In criminal prosecutions a defendant is entitled to the assistance of counsel. This is true by virtue of the 6th Amendment to the United States Constitution made applicable to the states by the 14th Amendment, United States Constitution, and by virtue of Sec. 10, Art. I of the Iowa Constitution, I.C.A., and furnished to indigents by Iowa, sections 775.4 and 775.5, Code of Iowa, 1962, I.C.A. The next step is to the post conviction remedy, habeas corpus. The writ of habeas corpus is provided for in our constitution, Sec. 13, Art. I:

"The writ of habeas corpus shall not be suspended, or refused when application is made as required by law, unless in case of rebellion, or invasion the public safety may require it."

The requirements of law are set forth in chapter 663, Code of Iowa, 1962, I.C.A., and the judgment is appealable to this court as a matter of right. Rule 331, Rules of Civil Procedure, 58 I.C.A. Alberts v. Lainson, 250 Iowa 748, 94 N.W.2d 94. This much has been afforded this plaintiff.

Iowa has not, as Indiana did, see Lane v. Brown, supra, set up a system whereby indigents have the assistance of a public defender in some cases and not in others based on the determination of the public defender that the appeal lacked merit.
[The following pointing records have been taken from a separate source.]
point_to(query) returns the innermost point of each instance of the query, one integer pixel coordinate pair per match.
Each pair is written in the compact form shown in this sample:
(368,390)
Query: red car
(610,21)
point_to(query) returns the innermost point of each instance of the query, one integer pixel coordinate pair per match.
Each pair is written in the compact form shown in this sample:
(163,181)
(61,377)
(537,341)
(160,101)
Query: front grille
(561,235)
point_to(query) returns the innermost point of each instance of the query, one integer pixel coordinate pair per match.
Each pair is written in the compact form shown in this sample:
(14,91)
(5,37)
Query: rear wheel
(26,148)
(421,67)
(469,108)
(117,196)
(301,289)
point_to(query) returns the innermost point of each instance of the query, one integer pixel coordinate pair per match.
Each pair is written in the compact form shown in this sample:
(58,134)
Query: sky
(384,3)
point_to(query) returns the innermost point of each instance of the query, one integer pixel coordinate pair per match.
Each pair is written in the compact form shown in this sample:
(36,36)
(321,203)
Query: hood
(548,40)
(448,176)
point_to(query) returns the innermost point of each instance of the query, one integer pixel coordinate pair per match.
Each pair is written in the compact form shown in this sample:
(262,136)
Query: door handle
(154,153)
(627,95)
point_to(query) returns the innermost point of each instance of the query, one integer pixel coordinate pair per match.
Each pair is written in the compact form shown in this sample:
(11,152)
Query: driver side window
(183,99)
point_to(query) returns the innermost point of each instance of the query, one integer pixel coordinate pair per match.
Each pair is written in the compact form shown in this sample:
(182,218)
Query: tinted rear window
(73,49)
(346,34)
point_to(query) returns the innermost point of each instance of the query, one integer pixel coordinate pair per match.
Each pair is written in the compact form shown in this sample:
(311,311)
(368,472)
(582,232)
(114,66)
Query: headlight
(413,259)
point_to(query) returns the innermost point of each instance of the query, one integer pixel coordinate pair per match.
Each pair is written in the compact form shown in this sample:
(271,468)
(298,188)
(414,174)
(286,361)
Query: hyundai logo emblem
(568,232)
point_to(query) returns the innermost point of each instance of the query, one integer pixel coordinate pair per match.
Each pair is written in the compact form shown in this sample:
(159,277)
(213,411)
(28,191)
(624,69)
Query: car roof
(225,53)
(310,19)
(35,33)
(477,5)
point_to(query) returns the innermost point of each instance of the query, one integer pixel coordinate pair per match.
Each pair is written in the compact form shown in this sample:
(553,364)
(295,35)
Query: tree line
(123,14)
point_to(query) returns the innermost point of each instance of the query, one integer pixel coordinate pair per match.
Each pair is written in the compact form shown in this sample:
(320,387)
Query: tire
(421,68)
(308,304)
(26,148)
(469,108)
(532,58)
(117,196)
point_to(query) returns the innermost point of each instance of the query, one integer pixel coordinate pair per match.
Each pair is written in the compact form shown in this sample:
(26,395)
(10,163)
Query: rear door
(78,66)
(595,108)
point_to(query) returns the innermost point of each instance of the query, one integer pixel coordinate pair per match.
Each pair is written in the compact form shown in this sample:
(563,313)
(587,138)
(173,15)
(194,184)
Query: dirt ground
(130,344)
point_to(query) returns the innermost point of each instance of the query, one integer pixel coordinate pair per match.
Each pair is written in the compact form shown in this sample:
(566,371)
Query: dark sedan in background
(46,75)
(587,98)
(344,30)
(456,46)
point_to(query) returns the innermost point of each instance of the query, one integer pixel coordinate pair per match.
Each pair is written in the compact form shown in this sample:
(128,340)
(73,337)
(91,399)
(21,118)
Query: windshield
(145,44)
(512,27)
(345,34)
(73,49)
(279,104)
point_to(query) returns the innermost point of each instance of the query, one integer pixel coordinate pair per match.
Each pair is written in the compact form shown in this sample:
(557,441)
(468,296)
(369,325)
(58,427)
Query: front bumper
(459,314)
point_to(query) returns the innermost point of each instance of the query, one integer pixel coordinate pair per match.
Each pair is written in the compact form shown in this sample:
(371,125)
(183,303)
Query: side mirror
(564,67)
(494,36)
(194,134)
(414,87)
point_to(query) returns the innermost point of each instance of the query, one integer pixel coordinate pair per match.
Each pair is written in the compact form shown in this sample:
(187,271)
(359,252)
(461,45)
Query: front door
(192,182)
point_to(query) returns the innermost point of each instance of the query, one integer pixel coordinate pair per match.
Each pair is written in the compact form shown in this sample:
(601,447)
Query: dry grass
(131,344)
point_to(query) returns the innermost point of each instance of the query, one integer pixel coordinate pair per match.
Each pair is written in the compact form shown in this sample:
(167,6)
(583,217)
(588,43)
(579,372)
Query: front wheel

This is the crucial point, when the state through its filing fees, rules regarding transcripts, and prior determinations by nonjudicial officers or judges not based on a full and adequate transcript of the proceedings to be reviewed, or any other manner, denies to one person the right of appeal which it grants to another, equal protection of the laws is denied such person. Likewise such person is denied due process of law because he is denied the appeal provided by law as a matter of right. Once the right is provided it is open to all.

Without statutory provisions therefor due process of law does not require a state to afford review of a criminal judgment. Griffin v. People of State of Illinois, 351 U.S. 12, 21, 76 S. Ct. 585, 591, 100 L. Ed. 891.

Plaintiff's right to appeal granted by Iowa law has not been denied him. His appeal will receive the same consideration as all other appeals. All that is denied him is the right to orally argue his case here. This is denied all prisoners. All those similarly situated are on the same footing. Of course, those not confined have the right to be heard orally here.

Lack of oral argument on appeal does not effectively deny plaintiff his right to a full review of all matters presented to the trial court.

Writ annulled.

All Justices concur, except HAYS, J., not sitting.